4. Avoid Phishing scams
Phishing is one of the most common online scams. But what is phishing exactly? Phishing is a social engineering attack used to steal user data. Hackers use emails or text messages to trick you into giving them your personal information. Phishing emails may look like they are from a company you know (a bank, a credit card company, an online payment website, etc.).
According to Round Robintech, over 75% of targeted cyberattacks start with an email.
What can you do to stay safe?
1. When you get an email check to see if it's real.
2. Never click on the links provided. You can check the url and see if the domain provided is the same as the company you see online.
3. If someone wants you to log in via a link, go to their website on your own first and log in from there.
4. If you are not sure, call the company or organisation using an official number on their website and ask about the e-mail you received.
5. Use Multi Factor Authentication.
6. Back up your data and make sure those backups aren’t connected to your home network.
5. Use Your Mobile Devices Safely
Your mobile device could be a target to more than 1.5 million new incidents of mobile malware.
Here are some quick tips to secure your phone:
1. Choose a difficult passcode, and don't use your birthday!
2. Install Apps only from trusted sources (like the official Apple or Google App Store). Don't install applications from other third-party-sources via your phone.
3. Update your device. As we said before, hackers use vulnerabilities in older operating systems so make sure you're running the latest operating system.

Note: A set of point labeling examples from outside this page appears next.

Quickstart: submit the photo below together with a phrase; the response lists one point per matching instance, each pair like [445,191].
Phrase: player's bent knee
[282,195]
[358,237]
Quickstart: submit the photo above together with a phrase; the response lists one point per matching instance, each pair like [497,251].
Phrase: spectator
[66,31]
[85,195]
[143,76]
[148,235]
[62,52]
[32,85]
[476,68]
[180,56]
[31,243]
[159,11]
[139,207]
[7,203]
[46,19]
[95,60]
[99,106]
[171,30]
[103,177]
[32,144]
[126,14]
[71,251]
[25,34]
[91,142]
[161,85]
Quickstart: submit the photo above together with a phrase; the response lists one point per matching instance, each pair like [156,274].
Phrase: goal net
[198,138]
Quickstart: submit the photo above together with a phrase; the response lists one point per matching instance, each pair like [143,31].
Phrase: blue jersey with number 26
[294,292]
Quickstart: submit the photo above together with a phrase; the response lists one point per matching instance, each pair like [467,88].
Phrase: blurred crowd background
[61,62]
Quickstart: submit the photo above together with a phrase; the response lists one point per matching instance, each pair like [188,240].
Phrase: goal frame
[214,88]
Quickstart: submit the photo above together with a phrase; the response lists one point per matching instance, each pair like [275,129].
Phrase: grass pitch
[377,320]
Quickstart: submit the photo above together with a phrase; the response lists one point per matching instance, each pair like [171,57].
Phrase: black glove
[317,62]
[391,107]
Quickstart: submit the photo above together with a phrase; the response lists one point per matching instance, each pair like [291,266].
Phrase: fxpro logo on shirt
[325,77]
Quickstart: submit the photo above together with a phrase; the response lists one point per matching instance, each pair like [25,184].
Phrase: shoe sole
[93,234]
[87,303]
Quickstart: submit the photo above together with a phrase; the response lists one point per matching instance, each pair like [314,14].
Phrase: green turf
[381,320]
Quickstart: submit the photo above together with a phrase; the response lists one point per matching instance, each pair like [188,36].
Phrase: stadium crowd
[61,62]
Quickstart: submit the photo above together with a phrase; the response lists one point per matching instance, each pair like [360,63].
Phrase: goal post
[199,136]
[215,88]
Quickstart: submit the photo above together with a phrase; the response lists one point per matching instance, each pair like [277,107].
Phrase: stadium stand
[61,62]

4. Activate Find my iPhone or the Android Device Manager to prevent loss or theft. In case you lose your phone you can also delete or block it from these two platforms.
6. Don’t Use Public Wi-Fi
Be careful and don't public Wi-Fi without using a Virtual Private Network (VPN). If you use a VPN, the traffic between your device and the server is encrypted. This makes it more difficult for a hacker to obtain access to your data on your devices.
Another tip would be not to share anything private while you are connected to a public Wi-Fi. Do not check your emails or any other private services, and disconnect from the public Wi-Fi immediately when you find the information you needed.

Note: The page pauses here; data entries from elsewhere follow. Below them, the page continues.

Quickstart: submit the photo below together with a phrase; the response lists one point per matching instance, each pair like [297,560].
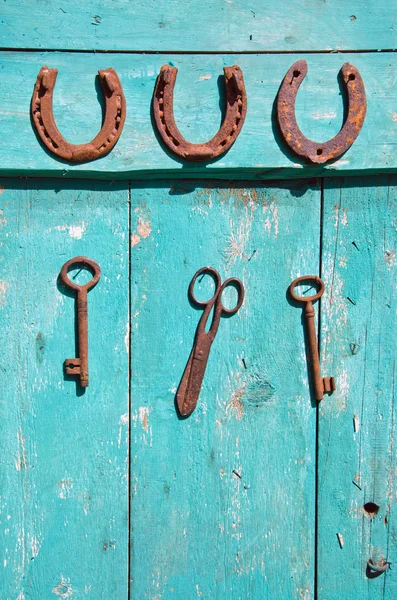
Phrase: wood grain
[258,152]
[217,26]
[357,456]
[63,455]
[222,503]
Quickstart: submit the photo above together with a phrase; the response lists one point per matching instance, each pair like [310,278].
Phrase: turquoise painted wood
[257,153]
[357,456]
[221,26]
[63,454]
[222,503]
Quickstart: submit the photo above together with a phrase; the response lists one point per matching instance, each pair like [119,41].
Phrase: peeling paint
[64,588]
[135,239]
[3,290]
[144,228]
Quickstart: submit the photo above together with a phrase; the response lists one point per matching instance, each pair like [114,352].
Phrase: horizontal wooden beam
[258,152]
[180,26]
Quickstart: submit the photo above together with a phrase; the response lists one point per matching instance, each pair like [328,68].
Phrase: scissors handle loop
[238,285]
[217,279]
[85,263]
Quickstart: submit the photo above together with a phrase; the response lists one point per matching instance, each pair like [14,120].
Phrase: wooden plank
[257,153]
[63,454]
[223,501]
[218,26]
[357,457]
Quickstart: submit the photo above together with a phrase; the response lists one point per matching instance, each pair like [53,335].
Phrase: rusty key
[79,366]
[322,385]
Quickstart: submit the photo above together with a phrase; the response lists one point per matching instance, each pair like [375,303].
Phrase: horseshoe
[334,148]
[43,118]
[163,110]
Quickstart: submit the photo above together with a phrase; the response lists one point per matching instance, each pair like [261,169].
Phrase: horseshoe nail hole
[371,509]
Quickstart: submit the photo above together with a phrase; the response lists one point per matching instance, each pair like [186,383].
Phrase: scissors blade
[189,389]
[183,386]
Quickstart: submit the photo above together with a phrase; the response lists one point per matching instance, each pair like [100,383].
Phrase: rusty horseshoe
[113,122]
[334,148]
[163,111]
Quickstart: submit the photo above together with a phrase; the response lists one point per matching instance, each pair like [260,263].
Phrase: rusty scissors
[190,385]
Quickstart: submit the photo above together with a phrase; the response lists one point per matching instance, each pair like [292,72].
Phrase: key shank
[313,351]
[321,385]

The best way to avoid public Wi-Fi safety threats is to not use it at all. Alternatively, we recommend using a cellular data connection.

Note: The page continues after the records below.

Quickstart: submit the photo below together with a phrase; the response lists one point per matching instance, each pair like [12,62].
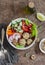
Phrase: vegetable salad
[21,33]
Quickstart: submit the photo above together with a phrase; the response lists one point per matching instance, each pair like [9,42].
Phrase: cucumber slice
[40,16]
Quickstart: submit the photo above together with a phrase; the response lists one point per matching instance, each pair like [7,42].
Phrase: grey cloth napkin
[12,52]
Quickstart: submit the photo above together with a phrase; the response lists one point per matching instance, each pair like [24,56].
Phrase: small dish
[42,45]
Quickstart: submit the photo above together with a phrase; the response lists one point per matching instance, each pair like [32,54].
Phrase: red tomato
[30,25]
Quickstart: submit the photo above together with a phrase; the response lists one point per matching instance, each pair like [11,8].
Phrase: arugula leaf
[19,46]
[28,21]
[34,30]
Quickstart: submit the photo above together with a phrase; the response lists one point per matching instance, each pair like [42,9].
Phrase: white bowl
[40,45]
[15,46]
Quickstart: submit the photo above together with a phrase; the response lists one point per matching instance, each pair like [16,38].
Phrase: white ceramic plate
[15,46]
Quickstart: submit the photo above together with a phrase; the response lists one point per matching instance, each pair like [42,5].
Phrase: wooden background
[11,9]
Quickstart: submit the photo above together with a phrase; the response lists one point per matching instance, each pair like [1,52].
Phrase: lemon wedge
[40,17]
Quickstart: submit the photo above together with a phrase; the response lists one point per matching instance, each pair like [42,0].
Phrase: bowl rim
[15,46]
[40,46]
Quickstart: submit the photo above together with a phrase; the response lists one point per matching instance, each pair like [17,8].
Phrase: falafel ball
[26,35]
[29,41]
[22,42]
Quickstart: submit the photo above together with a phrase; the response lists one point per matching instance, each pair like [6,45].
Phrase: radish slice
[16,36]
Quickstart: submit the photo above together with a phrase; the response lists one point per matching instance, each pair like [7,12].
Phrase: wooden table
[11,9]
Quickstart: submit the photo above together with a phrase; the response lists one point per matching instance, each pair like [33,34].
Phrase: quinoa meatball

7. Don’t Save Payment Information
One thing that you need to understand is that security breaches happen all the time, even with different measures in place. That's why you should never save your payment information in websites or apps. After all, if a security breach happens, there’s nothing to steal if your credit card isn’t saved on the website.
Storing your payment information online will put you at increased risk of your card information being stolen and criminals using it for fraudulent purchases. Manually entering your payment information when you want to buy something online reduces the chances of your account details being compromised.